In the knowledge economy, progress comes through willing consent and not through fiat. To seek to enforce through police action the creativity and intellectual excellence needed to scale up Artificial Intelligence and other capabilities is to indulge in futility. Given the expansion in the military capabilities of Taiwan that has taken place under President Tsai’s watch, a forced union with the PRC, the kinetic solution being pushed by elements in the Central Military Commission seems impossible without an unbearable impact on China’s own east coast. Which would be a blessing for the PRC, for any union created by the PLA would damage the PRC as much or more as it would Taiwan itself.
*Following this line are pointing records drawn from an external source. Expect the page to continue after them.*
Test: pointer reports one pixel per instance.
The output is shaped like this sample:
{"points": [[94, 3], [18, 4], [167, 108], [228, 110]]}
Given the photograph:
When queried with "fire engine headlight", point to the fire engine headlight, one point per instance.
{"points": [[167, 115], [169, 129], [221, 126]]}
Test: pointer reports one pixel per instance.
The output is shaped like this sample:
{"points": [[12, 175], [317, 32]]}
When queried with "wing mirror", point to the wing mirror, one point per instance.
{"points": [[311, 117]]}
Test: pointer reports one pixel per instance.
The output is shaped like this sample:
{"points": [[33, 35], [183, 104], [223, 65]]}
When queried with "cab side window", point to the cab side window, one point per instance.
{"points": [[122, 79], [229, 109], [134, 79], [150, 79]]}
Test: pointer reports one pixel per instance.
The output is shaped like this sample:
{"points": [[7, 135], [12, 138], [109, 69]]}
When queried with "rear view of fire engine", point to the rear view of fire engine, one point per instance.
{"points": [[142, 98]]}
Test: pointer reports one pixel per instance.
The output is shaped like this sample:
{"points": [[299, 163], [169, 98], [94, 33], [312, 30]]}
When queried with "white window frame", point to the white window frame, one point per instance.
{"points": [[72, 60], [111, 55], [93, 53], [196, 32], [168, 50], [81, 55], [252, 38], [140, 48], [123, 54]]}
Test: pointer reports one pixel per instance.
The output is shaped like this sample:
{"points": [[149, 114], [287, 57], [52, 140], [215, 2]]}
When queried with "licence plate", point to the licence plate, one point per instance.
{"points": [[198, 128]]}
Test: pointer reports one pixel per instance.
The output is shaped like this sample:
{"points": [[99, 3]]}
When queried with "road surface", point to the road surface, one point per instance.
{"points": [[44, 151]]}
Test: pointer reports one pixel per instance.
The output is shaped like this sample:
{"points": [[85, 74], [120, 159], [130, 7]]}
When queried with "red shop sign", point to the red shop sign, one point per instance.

In India’s case, border tensions since 2017 have finally resulted in a de-linking of trade with PLA moves to nibble away at India’s territory. It is no accident that countries that have relatively peaceful societies make far more progress than those that are roiled in conflict. The greater an appreciation of the utility of universal peace (and the mutual empowerment and sharing of capabilities that this denotes), the better for the world. Unfortunately, not just between countries, but between regions in a country, within groups in a nation, and even inside individual families, tensions and the conflict these create are commonplace.
Recently some opined that a marriage certificate gave the right to the husband to violate the modesty of his spouse. Nothing should give such a right. The attainment of a situation where harmony and peace rather than conflict and force are omnipresent may seem distant. Alas, even more so than was air travel was in the past, or the debut this year of space travel with passengers but without an astronaut on board.